Wednesday, January 5, 2011

Wading through the undertow

Here is another introductory piece in hopes of comprising a collection of tales, talks and walks of life between those borders of home & homeless, going & coming, lost and found.


Wading in these waters you’re bound to get a little wet. It is from this current that I want us to gaze. The old question of who consoles the counselor, who pastors the pastor and who heals the doctor deserves more than a cursory glance. An innocent by- stander can simply turn away from the yellow tape disaster scene while those frantically involved are intimately torn between flight and fright. Those of us treading in the waves of each other’s heavy seas should to prepared for both its beauty and force of when its comes a’ crashing.

Bad advice is one thing, no advice is another. The best advice is entering into the other’s life with full compassion and understanding. However, this commitment takes vulnerability and the willingness of walking head-on into the snarled and twisted carnage of the others lives.

We all carry round parts of each other, whether we are cognizant or the fact of not. The size of our suitcases and bags display how well we process our inter-being with the rest of our world. When these bags start tripping us up, where do we unload all this stuff?

The brilliancy of AA is its simple ingredients of transparent honesty within yourself and the strength of committed community. Whether we are the ones carrying the load or the one clearing space/time to place all the extra baggage, we will need both honesty and group strength. Pioneers will quickly find themselves white knuckled behind bars or belly up at the bar.

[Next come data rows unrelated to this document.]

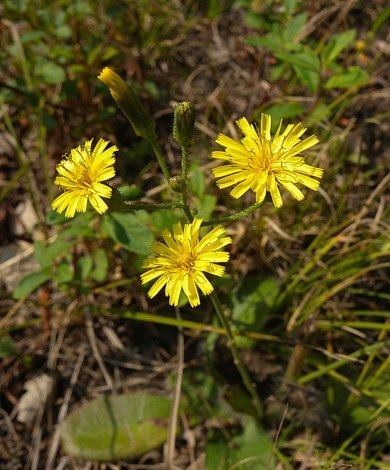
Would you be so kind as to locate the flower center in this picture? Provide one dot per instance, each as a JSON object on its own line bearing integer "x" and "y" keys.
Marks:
{"x": 261, "y": 158}
{"x": 83, "y": 177}
{"x": 186, "y": 262}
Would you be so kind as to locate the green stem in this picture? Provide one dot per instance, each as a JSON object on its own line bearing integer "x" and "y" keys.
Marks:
{"x": 235, "y": 216}
{"x": 184, "y": 175}
{"x": 183, "y": 323}
{"x": 160, "y": 158}
{"x": 236, "y": 357}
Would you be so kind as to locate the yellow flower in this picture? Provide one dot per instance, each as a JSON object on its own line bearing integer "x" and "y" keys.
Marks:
{"x": 261, "y": 162}
{"x": 181, "y": 263}
{"x": 80, "y": 175}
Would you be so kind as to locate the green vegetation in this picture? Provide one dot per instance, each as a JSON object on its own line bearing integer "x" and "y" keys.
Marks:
{"x": 305, "y": 287}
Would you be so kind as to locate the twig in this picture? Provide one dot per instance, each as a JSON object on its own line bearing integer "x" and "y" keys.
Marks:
{"x": 62, "y": 413}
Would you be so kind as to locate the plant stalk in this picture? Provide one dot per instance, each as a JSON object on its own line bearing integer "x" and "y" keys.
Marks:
{"x": 232, "y": 217}
{"x": 160, "y": 159}
{"x": 184, "y": 175}
{"x": 236, "y": 357}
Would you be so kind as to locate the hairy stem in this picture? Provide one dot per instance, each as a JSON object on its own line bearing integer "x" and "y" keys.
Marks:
{"x": 232, "y": 217}
{"x": 184, "y": 175}
{"x": 160, "y": 158}
{"x": 236, "y": 357}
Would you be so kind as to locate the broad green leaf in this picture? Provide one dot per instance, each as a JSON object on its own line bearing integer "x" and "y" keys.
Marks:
{"x": 337, "y": 44}
{"x": 29, "y": 283}
{"x": 250, "y": 450}
{"x": 116, "y": 427}
{"x": 283, "y": 111}
{"x": 303, "y": 60}
{"x": 352, "y": 76}
{"x": 100, "y": 265}
{"x": 306, "y": 65}
{"x": 272, "y": 41}
{"x": 252, "y": 305}
{"x": 319, "y": 113}
{"x": 292, "y": 29}
{"x": 308, "y": 77}
{"x": 131, "y": 231}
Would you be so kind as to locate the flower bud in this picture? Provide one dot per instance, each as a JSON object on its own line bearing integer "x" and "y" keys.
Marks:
{"x": 183, "y": 123}
{"x": 127, "y": 100}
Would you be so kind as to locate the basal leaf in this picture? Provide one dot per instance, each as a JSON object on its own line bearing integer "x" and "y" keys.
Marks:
{"x": 116, "y": 427}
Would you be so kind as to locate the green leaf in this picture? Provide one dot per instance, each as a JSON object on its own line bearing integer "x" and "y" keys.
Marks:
{"x": 251, "y": 449}
{"x": 64, "y": 273}
{"x": 131, "y": 231}
{"x": 29, "y": 283}
{"x": 205, "y": 206}
{"x": 197, "y": 181}
{"x": 319, "y": 113}
{"x": 117, "y": 427}
{"x": 292, "y": 29}
{"x": 303, "y": 60}
{"x": 252, "y": 305}
{"x": 337, "y": 44}
{"x": 353, "y": 76}
{"x": 306, "y": 65}
{"x": 51, "y": 73}
{"x": 283, "y": 111}
{"x": 84, "y": 267}
{"x": 100, "y": 263}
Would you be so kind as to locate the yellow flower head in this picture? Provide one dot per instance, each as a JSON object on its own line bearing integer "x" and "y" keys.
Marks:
{"x": 181, "y": 263}
{"x": 80, "y": 175}
{"x": 261, "y": 162}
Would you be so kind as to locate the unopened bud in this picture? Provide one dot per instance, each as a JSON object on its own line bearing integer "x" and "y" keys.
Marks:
{"x": 183, "y": 123}
{"x": 127, "y": 100}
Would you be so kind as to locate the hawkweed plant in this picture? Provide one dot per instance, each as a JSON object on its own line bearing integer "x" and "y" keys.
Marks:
{"x": 186, "y": 260}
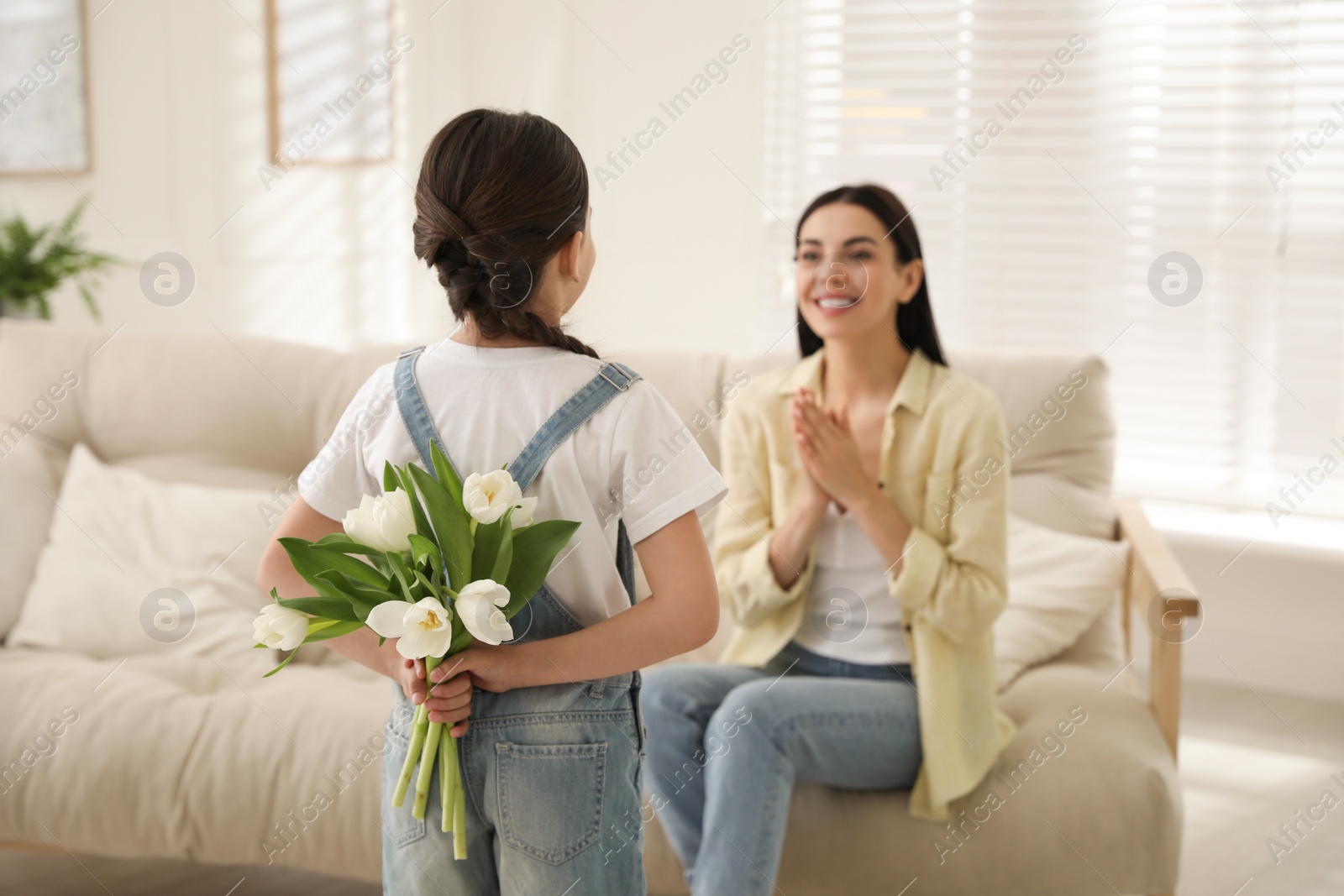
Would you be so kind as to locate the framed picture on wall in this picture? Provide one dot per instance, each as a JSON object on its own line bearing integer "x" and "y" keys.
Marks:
{"x": 331, "y": 71}
{"x": 44, "y": 87}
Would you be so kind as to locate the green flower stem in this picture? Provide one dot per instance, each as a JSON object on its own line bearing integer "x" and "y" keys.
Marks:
{"x": 430, "y": 748}
{"x": 427, "y": 773}
{"x": 447, "y": 779}
{"x": 459, "y": 812}
{"x": 403, "y": 782}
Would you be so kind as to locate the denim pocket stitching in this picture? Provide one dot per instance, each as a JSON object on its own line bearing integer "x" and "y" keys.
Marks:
{"x": 508, "y": 752}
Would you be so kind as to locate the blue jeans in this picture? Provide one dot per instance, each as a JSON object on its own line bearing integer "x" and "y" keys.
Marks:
{"x": 726, "y": 745}
{"x": 553, "y": 793}
{"x": 551, "y": 773}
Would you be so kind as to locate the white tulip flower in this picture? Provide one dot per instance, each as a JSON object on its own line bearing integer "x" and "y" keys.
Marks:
{"x": 487, "y": 497}
{"x": 280, "y": 626}
{"x": 423, "y": 629}
{"x": 382, "y": 521}
{"x": 479, "y": 609}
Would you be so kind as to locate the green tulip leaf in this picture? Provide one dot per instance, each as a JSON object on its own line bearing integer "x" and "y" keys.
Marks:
{"x": 535, "y": 548}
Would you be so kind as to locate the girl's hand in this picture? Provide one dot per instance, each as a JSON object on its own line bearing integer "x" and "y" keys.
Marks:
{"x": 449, "y": 703}
{"x": 828, "y": 452}
{"x": 495, "y": 668}
{"x": 410, "y": 676}
{"x": 450, "y": 694}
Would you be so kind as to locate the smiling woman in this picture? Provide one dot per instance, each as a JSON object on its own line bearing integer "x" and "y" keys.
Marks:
{"x": 857, "y": 606}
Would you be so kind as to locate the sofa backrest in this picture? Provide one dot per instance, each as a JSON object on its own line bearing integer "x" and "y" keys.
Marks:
{"x": 228, "y": 410}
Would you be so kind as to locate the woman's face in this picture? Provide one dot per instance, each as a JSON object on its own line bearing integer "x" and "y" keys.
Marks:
{"x": 848, "y": 277}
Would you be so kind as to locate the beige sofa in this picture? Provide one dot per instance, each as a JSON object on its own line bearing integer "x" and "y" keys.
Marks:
{"x": 190, "y": 758}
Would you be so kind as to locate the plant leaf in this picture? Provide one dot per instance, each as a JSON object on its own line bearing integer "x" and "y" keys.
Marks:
{"x": 358, "y": 597}
{"x": 326, "y": 607}
{"x": 417, "y": 510}
{"x": 490, "y": 537}
{"x": 504, "y": 558}
{"x": 309, "y": 560}
{"x": 423, "y": 548}
{"x": 452, "y": 528}
{"x": 402, "y": 574}
{"x": 535, "y": 548}
{"x": 335, "y": 631}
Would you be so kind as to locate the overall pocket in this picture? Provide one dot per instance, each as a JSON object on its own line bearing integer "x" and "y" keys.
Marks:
{"x": 402, "y": 828}
{"x": 550, "y": 797}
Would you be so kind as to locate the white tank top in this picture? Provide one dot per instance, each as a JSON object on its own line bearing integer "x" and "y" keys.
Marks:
{"x": 851, "y": 614}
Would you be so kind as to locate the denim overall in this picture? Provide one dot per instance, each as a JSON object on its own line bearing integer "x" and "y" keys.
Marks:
{"x": 551, "y": 772}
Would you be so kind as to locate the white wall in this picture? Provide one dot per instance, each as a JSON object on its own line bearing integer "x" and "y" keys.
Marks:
{"x": 324, "y": 255}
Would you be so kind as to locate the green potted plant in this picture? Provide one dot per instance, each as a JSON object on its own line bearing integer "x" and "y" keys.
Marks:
{"x": 35, "y": 262}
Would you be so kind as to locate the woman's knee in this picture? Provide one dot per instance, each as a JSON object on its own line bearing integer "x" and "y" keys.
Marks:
{"x": 748, "y": 707}
{"x": 690, "y": 691}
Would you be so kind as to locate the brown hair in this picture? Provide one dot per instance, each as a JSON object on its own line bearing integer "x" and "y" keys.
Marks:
{"x": 499, "y": 194}
{"x": 914, "y": 318}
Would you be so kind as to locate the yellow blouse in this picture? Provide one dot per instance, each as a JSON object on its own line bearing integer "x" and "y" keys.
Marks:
{"x": 942, "y": 429}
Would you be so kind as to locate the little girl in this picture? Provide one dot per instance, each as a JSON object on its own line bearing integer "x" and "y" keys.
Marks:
{"x": 551, "y": 757}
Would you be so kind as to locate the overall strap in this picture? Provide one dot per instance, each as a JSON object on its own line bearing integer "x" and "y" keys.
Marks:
{"x": 410, "y": 402}
{"x": 611, "y": 380}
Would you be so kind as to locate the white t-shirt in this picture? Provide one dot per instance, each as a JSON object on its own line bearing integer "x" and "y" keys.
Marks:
{"x": 851, "y": 614}
{"x": 487, "y": 403}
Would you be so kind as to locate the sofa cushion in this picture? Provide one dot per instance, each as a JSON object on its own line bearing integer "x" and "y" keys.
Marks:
{"x": 1058, "y": 586}
{"x": 134, "y": 566}
{"x": 1061, "y": 434}
{"x": 27, "y": 497}
{"x": 194, "y": 758}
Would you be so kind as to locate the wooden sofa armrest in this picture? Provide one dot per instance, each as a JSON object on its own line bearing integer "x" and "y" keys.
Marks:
{"x": 1155, "y": 574}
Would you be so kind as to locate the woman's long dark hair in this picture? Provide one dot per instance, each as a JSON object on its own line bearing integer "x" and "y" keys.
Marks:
{"x": 499, "y": 194}
{"x": 914, "y": 318}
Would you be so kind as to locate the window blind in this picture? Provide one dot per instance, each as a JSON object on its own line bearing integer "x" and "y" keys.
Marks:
{"x": 1053, "y": 155}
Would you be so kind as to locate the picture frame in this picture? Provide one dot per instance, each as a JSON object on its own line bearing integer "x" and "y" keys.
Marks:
{"x": 45, "y": 125}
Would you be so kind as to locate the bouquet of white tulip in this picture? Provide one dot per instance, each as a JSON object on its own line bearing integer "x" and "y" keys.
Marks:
{"x": 433, "y": 563}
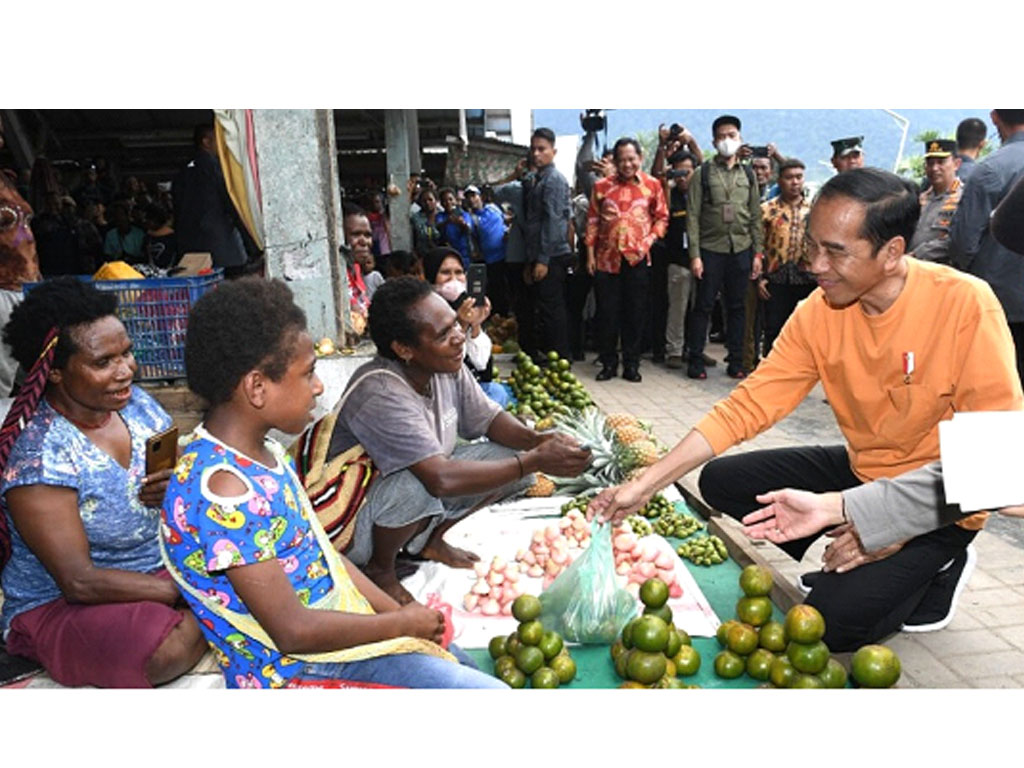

It is through these conversations that expose just how much I yearn for a risk-free, safe, routine life divinely beamed down through that huge satellite of love & order. All this is scattered the moment I enter the life of one less fortunate. Before quickly trying to gather the shards of my once glass-clean existence, I’m forced to hold our broken edges of life up to the light. All these fractured, twisted, desperate tales beg an answer or some solace. That is when letting go of your shattered pieces of life and embracing the other, as a work in progress-happens. Entering the stories of others you must let go of the security of your own life, walking straight through that white picket fence and know that that divine satellite beams love, compassion and companionship to all; step one.